7. Step 4 – IPsec / VPN to Cloud

The exact configuration will depend on whether you are integrating with:

  • Azure VPN Gateway (primary hub; see ADR‑0109).
  • GCP VPN / NCC spokes.
  • CSR/VyOS acting as cloud routers.

The pattern is the same:

  1. Define Phase 1 with correct peer, encryption, and interface (often sdwan or a specific wanX).
  2. Define Phase 2 selectors (on‑prem prefixes ↔ cloud prefixes).
  3. Link IPsec interface into routing:
config router static
  edit 50
    set dst 10.250.0.0/16
    set device "FGT-AZURE-IPSEC"
  next
end
  1. Create firewall policies to allow traffic from inside/transit VLANs to the IPsec interface.

Cross‑check these flows with Wireshark (on a mirrored port or using Fortigate capture exports) to validate encryption domains and failover behaviour.


8. Step 5 – Logging, Monitoring & Wireshark

To keep observability aligned with the wider HybridOps platform:

  1. Syslog / Log forwarding

  2. Configure Fortigate to send logs to your central logging stack (for example, Loki or ELK).
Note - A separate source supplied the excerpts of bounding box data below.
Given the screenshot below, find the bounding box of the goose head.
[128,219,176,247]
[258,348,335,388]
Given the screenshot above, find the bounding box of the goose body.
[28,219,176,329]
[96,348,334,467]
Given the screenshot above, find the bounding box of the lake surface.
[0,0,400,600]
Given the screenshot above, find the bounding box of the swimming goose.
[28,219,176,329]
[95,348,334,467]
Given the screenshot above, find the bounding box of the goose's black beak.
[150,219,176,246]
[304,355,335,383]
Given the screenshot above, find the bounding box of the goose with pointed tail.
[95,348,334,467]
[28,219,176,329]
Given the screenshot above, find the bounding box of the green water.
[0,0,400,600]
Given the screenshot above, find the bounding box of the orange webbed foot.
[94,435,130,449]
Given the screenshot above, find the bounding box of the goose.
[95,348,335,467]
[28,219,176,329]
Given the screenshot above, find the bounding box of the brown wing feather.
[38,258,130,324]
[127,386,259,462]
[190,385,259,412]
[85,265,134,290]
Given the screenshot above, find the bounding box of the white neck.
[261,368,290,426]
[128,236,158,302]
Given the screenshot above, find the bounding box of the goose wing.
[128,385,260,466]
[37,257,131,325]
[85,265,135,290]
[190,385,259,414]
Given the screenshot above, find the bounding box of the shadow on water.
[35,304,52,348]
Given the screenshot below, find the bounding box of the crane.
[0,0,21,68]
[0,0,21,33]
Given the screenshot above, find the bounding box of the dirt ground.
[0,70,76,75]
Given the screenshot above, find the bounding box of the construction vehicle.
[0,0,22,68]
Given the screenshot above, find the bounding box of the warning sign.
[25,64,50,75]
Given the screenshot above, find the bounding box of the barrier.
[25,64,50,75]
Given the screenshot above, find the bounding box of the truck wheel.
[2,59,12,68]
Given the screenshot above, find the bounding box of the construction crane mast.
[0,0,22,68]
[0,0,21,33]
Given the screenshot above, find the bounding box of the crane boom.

  3. Use a dedicated log host in the observability VLAN (11).

  4. SNMP / Metrics

  5. Enable SNMP for interface counters, CPU/memory, and VPN states.

  6. Scrape via a Prometheus exporter compatible with Fortigate (or SNMP bridge).

  7. Packet Captures

  8. Use Fortigate’s diagnose sniffer packet for quick CLI-level checks.

  9. Export .pcap files and open them in Wireshark to inspect:
    • Dual-ISP failover (flows move from wan1 to wan2).
    • Cloud VPN establishment and traffic patterns.

9. Validation Checklist

Use this as a quick smoke test after changes:

  • [ ] Fortigate reachable on management IP from VLAN 10.
  • [ ] Internet access works from a test host behind Fortigate.
  • [ ] Traffic prefers ISP A under normal conditions.
  • [ ] When ISP A is disabled, traffic fails over to ISP B within an acceptable time window.
  • [ ] IPsec tunnel(s) come up and pass traffic to Azure/GCP as expected.
  • [ ] Logs appear in the observability stack; interface metrics are visible in Grafana.
  • [ ] Packet captures match the intended paths (correct source/destination, correct ISP, correct encryption domains).